Glass was made in Spain in the Ibero-Roman period, as the remains of glass vessels and necklaces have been found in tombs, and the ruins of Roman furnaces have been found in the valleys of the Pyrenees. It is supposed that the art was carried on under the Gothic kings of Spain, and also by the Moors in the thirteenth century, who brought with them glass workers as well as some of the wares of the East. Much of the glass made in Spain subsequent to this date is in imitation of the shapes of Arabian pottery, and this is still the case in much of the modern Spanish glass. Spanish glass of the Renaissance was similar in form and in material to the Venetian work of the same period, and during the seventeenth and eighteenth centuries the work was in imitation more or less of the contemporary Dutch and Flemish glass (Fig. 303).
In Holland, glassware seems to have been made by Murano artificers, who from time to time settled in that country and brought the secrets of their trade with them. The objects made were naturally imitations of the Venetian glass, and many of the Dutch drinking-glasses were very graceful in design.
In Amsterdam, Antwerp, Brussels, and throughout the Low Countries generally Venetian glass had been imported in great quantities in the time of and prior to the seventeenth century, and it is difficult to say how much of the old glass found at those places is Dutch, Flemish, or Venetian.
Engraving on glass was much practised in Holland, and many Dutch goblets have well executed portraits of kings, queens, and other persons.
Fig. 302. Venetian "Vitro di trina." (S. K. M).
Fig. 303. Spanish Glass; Sixteenth Century. (S. K. M).
Glass making has been practised in Germany, like in most European countries, from the days of the Romans downwards, especially in the Rhenish Provinces, but German examples dating from the Middle Ages are very rare.
There is documentary evidence which proves that glass was made at Mainz as early as the beginning of the eighth century.

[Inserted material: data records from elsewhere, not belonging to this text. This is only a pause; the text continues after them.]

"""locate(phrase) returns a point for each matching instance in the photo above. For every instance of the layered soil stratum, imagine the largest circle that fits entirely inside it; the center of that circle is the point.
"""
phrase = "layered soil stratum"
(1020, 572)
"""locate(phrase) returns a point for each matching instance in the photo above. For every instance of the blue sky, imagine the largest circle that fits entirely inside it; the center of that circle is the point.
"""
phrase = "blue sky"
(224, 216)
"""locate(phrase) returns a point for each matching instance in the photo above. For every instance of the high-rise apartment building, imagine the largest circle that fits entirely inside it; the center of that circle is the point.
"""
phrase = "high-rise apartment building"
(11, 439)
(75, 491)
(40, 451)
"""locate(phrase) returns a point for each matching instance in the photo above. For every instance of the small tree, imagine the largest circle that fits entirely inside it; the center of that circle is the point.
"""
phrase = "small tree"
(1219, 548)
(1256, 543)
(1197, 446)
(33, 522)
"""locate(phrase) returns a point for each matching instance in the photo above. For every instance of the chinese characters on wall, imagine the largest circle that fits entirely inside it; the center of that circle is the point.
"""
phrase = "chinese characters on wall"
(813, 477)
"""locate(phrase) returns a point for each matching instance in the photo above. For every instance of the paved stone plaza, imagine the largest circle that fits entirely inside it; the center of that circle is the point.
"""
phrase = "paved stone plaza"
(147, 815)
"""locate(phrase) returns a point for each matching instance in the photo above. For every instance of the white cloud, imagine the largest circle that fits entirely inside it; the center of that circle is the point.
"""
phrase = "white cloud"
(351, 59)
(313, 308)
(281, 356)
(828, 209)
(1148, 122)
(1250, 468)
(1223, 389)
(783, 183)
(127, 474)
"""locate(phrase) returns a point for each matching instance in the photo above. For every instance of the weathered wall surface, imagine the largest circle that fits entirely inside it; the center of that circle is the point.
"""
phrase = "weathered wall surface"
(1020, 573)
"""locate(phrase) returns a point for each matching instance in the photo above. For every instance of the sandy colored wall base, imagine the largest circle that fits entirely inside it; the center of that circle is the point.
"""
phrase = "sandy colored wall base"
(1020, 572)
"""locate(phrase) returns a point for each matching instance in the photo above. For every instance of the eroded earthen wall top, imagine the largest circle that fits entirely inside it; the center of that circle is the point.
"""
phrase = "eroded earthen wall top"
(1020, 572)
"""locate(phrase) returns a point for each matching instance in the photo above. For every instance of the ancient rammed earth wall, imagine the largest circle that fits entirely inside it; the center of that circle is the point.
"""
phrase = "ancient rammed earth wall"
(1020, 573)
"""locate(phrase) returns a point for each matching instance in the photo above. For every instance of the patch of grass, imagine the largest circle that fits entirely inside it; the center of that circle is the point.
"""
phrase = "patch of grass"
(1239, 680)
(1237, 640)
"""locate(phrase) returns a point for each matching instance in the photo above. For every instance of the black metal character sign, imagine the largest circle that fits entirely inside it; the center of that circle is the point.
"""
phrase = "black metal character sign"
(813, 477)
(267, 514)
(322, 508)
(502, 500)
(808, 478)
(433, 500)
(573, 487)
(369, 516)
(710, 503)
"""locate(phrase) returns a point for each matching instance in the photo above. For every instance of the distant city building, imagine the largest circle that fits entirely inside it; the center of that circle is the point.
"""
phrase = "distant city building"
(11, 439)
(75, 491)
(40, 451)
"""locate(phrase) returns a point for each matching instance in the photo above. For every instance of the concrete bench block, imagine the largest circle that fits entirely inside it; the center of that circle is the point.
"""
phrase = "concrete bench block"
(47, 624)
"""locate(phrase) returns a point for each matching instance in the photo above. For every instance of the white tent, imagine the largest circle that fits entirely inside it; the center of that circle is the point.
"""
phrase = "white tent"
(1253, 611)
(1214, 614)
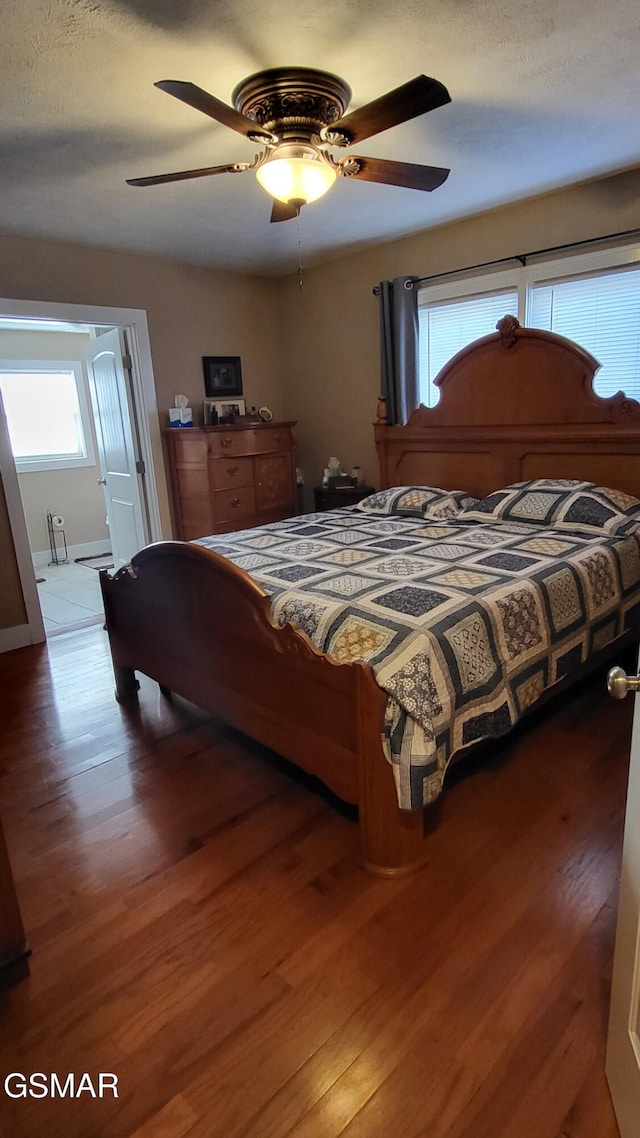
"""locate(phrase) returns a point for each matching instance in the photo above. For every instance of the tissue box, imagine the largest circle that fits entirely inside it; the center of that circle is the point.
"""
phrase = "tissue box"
(180, 417)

The earliest example of German glass in this country is a wiederkom, or cylindrical drinking-vessel, which bears the date of 1571, but an older one, of the date of 1553, is preserved in the Knstkammer at Berlin.

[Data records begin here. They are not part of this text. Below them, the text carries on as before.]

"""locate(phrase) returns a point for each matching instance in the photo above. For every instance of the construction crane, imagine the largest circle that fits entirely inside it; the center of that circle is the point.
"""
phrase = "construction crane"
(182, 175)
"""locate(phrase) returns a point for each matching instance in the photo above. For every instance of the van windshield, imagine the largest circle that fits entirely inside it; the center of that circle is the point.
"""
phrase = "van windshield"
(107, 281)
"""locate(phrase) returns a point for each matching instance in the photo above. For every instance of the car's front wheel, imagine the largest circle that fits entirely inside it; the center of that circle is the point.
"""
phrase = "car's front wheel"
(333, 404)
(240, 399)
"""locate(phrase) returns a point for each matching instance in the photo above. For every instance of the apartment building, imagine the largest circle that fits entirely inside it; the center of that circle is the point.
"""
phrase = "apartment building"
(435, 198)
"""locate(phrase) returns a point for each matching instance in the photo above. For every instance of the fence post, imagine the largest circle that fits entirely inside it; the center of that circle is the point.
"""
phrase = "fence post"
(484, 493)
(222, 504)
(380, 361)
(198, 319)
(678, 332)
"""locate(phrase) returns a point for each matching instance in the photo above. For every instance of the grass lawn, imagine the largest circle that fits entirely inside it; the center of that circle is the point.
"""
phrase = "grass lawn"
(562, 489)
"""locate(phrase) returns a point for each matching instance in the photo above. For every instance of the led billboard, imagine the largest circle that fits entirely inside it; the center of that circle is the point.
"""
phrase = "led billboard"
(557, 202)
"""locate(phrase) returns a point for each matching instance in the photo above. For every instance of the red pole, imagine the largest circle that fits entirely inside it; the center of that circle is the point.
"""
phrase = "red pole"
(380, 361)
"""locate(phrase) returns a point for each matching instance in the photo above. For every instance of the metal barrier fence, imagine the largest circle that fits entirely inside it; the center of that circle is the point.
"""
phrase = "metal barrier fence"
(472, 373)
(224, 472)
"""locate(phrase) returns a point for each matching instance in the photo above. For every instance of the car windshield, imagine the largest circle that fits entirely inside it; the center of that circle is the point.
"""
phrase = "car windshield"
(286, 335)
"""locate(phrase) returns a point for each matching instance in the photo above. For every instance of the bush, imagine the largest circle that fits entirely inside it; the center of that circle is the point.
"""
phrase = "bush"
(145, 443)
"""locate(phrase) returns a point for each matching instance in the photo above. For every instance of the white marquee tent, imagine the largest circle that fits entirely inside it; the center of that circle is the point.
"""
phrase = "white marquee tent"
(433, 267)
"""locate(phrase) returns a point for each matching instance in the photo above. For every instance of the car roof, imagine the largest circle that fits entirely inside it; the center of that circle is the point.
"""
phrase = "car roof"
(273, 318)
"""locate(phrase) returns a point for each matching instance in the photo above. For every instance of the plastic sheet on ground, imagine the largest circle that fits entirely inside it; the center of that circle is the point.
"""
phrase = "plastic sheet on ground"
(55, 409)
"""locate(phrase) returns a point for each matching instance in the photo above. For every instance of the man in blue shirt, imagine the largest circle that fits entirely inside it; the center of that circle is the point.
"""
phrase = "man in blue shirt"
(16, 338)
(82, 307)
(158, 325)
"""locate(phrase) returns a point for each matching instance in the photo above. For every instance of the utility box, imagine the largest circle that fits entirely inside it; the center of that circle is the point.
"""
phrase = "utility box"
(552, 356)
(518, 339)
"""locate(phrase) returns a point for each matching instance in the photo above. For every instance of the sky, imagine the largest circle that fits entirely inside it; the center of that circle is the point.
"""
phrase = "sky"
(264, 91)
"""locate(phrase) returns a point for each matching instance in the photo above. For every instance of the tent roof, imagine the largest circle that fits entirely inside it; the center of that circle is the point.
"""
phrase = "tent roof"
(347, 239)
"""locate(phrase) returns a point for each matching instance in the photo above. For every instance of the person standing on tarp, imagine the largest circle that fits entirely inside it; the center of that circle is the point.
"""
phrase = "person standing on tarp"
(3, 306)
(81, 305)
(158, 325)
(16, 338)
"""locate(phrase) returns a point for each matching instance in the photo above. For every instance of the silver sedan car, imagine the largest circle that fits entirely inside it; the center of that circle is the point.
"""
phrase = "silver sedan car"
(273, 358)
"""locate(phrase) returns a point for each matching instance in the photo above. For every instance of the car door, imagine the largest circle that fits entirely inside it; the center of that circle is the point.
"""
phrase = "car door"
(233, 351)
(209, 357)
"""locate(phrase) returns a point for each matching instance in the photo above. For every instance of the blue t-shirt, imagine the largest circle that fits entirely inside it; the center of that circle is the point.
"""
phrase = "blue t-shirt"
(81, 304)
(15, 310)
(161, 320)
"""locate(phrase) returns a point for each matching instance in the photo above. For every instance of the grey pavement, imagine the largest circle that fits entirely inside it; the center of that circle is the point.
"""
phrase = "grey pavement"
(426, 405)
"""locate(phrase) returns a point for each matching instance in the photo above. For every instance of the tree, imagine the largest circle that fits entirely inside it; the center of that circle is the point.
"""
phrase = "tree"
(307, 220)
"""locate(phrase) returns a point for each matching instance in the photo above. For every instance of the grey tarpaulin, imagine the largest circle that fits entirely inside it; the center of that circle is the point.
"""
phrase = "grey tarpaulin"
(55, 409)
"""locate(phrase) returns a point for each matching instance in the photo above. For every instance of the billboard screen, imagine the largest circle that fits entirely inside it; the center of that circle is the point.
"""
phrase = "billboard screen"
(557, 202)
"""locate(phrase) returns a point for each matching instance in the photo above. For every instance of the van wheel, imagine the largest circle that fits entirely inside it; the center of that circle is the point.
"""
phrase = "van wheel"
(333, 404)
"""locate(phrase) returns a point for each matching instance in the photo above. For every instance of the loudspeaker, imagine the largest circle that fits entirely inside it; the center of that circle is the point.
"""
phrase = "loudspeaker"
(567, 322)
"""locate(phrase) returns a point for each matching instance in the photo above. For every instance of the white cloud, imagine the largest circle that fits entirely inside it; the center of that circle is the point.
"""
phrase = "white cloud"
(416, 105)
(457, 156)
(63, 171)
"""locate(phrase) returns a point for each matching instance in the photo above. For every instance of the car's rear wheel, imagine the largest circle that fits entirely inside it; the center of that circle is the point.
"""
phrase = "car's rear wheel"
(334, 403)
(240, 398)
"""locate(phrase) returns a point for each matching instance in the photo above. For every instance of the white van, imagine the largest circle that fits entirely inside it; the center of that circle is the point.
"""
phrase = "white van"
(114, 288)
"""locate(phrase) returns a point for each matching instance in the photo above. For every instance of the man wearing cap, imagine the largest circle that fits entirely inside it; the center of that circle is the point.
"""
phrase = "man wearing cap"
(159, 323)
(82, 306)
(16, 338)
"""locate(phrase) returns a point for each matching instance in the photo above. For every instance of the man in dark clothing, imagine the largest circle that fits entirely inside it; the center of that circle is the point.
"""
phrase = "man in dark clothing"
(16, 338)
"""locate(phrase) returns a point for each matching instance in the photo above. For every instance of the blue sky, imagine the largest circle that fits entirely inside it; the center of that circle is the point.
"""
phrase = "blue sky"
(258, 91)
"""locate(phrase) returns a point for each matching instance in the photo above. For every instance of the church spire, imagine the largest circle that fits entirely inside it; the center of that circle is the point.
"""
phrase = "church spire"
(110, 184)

A favourite decoration on the German Wiederkoms is the arms of the emperor or electors, those of the different states of the empire, and of private owners (Fig. 304).
The colour of this kind of glass is usually green and the decorations are enamelled or painted in grisaille; as a rule the German cups and wine glasses of the seventeenth century are richly decorated (Fig. 305). In the German wine-glasses known as "flugelgl*sser" is seen an imitation of the Venetian "winged glasses" (Fig. 301).

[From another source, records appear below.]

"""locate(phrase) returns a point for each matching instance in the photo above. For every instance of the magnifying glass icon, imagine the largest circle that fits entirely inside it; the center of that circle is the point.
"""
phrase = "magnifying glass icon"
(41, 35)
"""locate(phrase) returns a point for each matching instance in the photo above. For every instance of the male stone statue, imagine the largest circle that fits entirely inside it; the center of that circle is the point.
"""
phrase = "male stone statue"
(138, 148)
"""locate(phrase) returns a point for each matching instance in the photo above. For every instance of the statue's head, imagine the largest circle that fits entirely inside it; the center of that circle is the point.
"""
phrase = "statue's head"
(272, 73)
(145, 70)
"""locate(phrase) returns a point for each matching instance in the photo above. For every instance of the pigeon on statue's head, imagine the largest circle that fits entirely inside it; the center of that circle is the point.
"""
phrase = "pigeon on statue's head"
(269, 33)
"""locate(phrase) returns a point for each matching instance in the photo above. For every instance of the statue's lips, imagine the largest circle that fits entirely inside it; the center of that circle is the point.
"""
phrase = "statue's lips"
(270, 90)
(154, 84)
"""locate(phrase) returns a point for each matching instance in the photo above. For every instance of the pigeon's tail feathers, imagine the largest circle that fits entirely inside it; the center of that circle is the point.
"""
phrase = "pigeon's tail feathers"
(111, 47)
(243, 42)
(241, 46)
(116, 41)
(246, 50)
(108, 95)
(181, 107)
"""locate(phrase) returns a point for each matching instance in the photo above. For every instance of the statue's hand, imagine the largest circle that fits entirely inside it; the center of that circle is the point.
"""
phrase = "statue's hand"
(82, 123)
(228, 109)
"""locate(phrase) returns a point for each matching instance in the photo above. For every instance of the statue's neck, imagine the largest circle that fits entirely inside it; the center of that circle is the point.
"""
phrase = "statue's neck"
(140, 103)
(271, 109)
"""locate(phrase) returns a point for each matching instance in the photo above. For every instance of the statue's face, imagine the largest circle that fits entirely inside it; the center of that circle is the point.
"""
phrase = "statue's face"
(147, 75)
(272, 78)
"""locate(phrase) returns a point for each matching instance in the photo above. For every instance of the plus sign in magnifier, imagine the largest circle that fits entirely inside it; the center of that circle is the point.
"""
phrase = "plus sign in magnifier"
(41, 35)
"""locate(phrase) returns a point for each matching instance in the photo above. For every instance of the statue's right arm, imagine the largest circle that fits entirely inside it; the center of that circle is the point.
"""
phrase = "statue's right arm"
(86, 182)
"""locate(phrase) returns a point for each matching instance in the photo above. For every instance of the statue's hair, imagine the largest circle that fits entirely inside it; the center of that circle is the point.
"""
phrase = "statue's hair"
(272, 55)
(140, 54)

Bohemian Glass Of The Seventeenth Century is noted for its clearness and good quality, and illustrates the advancement made in the art of engraving on glass. The engraved work was done with a diamond point as in etching, with the lapidary's wheel, and by means of biting the glass with fluoric acid; the latter method is said to have been discovered by Henry Schwanhard of Nuremberg in 1670. John Sch*per was a very clever glass engraver and decorator of this period.
A beautiful kind of German glass is known as Kunckel's ruby glass, the originator of which was the director of the Potsdam glass works, where he produced this variety about 1680.